Joshua Ozersky, who spent his teen years in Atlantic City and later turned his insatiable love of food in to an unforgettable career as a food writer, died Monday in Chicago. He was 47.

Ozersky moved to Atlantic City as a 12-year-old in 1979, when his father, the painter David Ozersky, got a job as a stage technician at Resorts Casino. He attended Atlantic City High School and Rutgers University. His mother, Anita Ozersky, died suddenly when he was 14 years of age.

Ozersky first came to prominence as a founding editor of New York magazine's food blog, Grub Street, for which he won the James Beard Award. He was also the author of several books, including "The Hamburger: A History" and wrote frequently for Esquire, The Wall Street Journal, Food & Wine, and The New York Observer.

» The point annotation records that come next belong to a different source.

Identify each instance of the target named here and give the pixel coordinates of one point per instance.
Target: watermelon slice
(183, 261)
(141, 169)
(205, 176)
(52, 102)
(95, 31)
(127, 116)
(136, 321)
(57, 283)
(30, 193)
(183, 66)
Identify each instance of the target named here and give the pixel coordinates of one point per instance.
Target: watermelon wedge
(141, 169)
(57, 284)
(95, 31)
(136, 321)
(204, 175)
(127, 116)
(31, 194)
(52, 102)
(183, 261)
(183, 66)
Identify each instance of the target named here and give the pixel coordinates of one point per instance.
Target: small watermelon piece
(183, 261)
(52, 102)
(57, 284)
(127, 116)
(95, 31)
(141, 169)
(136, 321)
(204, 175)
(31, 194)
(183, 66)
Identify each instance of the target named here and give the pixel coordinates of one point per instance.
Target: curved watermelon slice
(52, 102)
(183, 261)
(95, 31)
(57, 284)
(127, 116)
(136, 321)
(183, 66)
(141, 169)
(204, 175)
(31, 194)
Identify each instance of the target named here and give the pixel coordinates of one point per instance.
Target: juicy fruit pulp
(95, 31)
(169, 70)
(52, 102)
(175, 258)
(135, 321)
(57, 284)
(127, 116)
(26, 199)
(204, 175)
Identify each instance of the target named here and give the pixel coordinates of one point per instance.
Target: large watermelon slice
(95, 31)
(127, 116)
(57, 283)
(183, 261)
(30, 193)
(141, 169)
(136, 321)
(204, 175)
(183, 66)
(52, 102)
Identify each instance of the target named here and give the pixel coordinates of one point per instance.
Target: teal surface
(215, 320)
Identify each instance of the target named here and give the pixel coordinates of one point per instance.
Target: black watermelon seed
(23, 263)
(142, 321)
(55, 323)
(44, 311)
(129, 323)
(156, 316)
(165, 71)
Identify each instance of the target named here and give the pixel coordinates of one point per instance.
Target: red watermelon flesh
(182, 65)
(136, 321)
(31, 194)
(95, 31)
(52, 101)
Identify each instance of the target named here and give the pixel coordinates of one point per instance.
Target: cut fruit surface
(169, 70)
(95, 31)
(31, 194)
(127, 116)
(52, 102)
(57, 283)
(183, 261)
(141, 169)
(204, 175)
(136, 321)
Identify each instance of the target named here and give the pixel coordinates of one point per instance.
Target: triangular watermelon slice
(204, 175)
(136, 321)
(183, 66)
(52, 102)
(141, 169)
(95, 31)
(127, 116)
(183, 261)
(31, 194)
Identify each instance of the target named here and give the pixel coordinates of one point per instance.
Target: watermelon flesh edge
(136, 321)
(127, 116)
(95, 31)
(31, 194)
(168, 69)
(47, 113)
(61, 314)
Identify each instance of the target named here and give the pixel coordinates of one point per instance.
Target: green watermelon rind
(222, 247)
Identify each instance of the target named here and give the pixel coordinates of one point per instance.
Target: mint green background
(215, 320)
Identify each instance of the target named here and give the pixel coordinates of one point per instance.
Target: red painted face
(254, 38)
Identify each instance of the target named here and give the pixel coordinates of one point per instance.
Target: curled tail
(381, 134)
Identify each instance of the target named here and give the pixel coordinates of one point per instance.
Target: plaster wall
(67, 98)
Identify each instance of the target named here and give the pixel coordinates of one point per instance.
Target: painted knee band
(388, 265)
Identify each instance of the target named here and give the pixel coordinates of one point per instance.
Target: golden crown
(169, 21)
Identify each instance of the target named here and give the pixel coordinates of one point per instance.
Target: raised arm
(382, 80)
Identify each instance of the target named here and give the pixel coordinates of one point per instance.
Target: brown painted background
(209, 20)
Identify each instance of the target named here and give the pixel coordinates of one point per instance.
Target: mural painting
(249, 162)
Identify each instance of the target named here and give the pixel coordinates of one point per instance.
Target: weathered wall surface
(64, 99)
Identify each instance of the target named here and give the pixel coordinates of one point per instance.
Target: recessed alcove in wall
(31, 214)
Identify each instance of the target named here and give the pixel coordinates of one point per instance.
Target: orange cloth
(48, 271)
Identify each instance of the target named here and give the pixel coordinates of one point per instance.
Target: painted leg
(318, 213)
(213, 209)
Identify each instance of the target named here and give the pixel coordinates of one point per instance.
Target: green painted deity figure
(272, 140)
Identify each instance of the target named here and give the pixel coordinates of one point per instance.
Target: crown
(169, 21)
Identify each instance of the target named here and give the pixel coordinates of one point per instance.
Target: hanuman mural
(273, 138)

Ozersky was found dead in his Chicago hotel room on Monday. The cause of death has not been determined.

As a tribute to his considerable talent, here is Josh Ozersky writing about his life in Atlantic City, his father, and their shared love of food for savour.com several years ago.

"David Ozersky, my father, thought about food a lot. He wasn't frantic and feral about it like I was, but we shared a deep common feeling on the subject, one of our few such bonds. My father, a brilliant but melancholy man, loved to eat, but I believe he took more pleasure in talking about eating. He would talk about his last meal while eating the current one, and soon his talk would turn to the subject of where we ought to eat next.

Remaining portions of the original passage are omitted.